Apple Vision Pro and the Promise of Technological Enlightenment
Or the Problem of Meditation as a Consumer Product
Apple unveiled this week their Apple Vision Pro, an AR (augmented reality) headset with a price tag of, wait for it, $3,500! A lot has been said already about what it is, what it can be, and if Apple might be able to pull it off when Meta seems to be pulling back from their efforts in the VR space. I am not an expert on this topic, so I will not speak about the technological marvel that this gadget might be (I don’t know and, at that price, I might never know!), still, there was something in the video unveiling the product that, as someone interested in the intersection of religion and popular culture, really caught my attention. It is only 20 seconds long… take a look (from minute 2:20-2:40):
Can you See Enlightenment?
As I said, it is not a very long segment, and most people might not even think much about it, but the idea that with the help of the Apple Vision Pro and its Mindfulness app “you can create a moment of calmness” really made me think. On the surface, it is a pretty harmless claim, I mean, who doesn’t want a moment of calmness in the middle of a stressful day? I can use that. But it is the way Apple seems to promise that this device can deliver “a moment of calmness,” without any effort on the part of the user that really made me think about what Mindfulness and meditation have become in America (and at this point probably most of the world): a product that can be delivered to you as a consumer. Ronald Purser, in his book McMindfulness: How Mindfulness Became the New Capitalist Spirituality, offers a critique of this understanding of mindfulness as it has been coopted by corporations. In the case of Apple, mindfulness is seen as another product that can be purchased. There is no effort required on your part. You deserve it. You can have it. As long as you pay $3,500 to Apple!

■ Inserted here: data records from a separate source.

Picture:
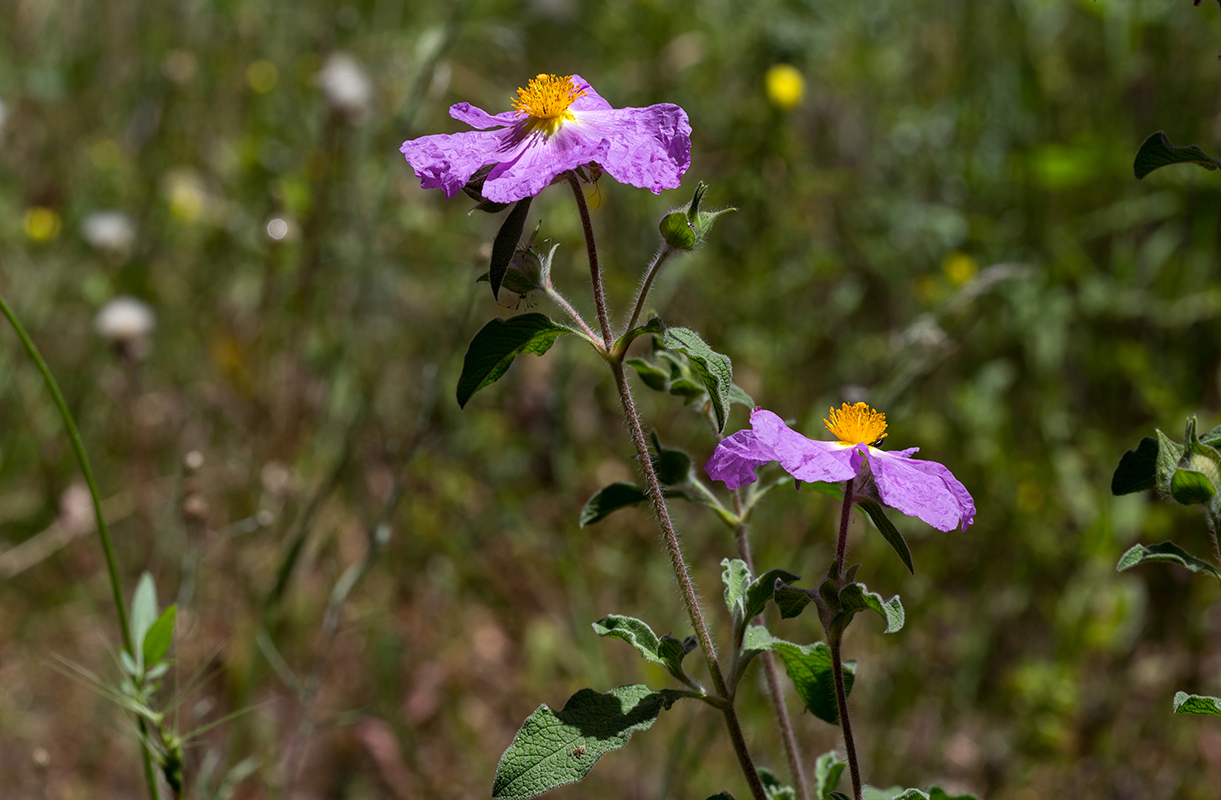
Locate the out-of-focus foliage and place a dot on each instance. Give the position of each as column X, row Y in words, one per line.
column 943, row 222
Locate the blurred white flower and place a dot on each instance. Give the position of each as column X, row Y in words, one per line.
column 125, row 320
column 111, row 231
column 344, row 84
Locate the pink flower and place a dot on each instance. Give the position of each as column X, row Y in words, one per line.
column 558, row 123
column 918, row 489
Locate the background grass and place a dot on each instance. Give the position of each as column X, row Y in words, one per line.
column 946, row 225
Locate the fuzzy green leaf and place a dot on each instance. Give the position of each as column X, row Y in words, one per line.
column 608, row 500
column 143, row 614
column 160, row 634
column 790, row 600
column 714, row 369
column 506, row 244
column 1138, row 469
column 653, row 378
column 873, row 509
column 634, row 632
column 855, row 597
column 1197, row 704
column 1156, row 152
column 1169, row 552
column 557, row 748
column 808, row 667
column 497, row 343
column 1169, row 454
column 774, row 788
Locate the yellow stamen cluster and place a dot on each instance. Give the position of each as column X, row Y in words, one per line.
column 546, row 99
column 856, row 424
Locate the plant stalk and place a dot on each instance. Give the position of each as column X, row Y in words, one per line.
column 835, row 636
column 103, row 530
column 773, row 680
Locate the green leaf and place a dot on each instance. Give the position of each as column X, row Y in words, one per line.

Don’t get me wrong, there is a long history in religious contemplative traditions of seeing and visualizing deities as well as heaven-like places. In some Buddhist traditions, for example, the practitioner is supposed to see the Buddha, and even identify with one as a way to achieve enlightenment. Buddhist practitioners also visualize Buddha fields, called Pure Lands, a magnificent heaven-like place that anyone can reach after death as long as they recite the Nianfo (called Nembutsu in Japanese), the prayer dedicated to Amitābha, the Buddha that inhabits that realm. The prayer is short and simple: “Nāmó Āmítuófó” in Chinese and “Namu Amida Butsu” in Japanese. Although there have been many schools over time of the Pure Land tradition, the promise is simple: you recite the prayer, and you get to the Pure Land after death. This Pure Land, according to the Sukhāvatīvyūha Sūtra, the central scripture of this tradition, looks something like this:
In a way, the Apple Vision Pro could deliver a magnificent rendering of this Pure Land for practitioners to see, to almost inhabit, and this could strengthen their practice. The problem is that there would be no effort on the part of the practitioner. It is delivered to you as a product, as a service, with no effort at all.
Meditation without Effort
I find a similar issue when it comes to the practice of Mindfulness using this type of device. Jon Kabat-Zin defined Mindfulness as the awareness that arises through “paying attention in a particular way: on purpose, in the present moment, and nonjudgmentally” to which he sometimes adds “in the service of self-understanding and wisdom.”
In the most basic and popular form of Mindfulness practice, paying attention is usually focused on your breathing, thoughts, and body, and sometimes it expands to your eating, walking, and eventually to everything in your daily life. But this is active attention, it requires an intention and some effort (until it becomes effortless… but that’s an issue for another post). The Apple Vision Pro, at least as presented in this video, seems to promise that all of that can be delivered to you without any effort on your part. You just sit down, put on the device, turn on the app, and watch it, as it is delivered to you while you receive it passively, as if it were a movie. So as far as I am concerned that is not Mindfulness. It might look like it, it might even feel like it, but without any effort, it surely is not Mindfulness. I mean, you can watch all the soccer you want (I like soccer), but it surely does not make you a soccer player.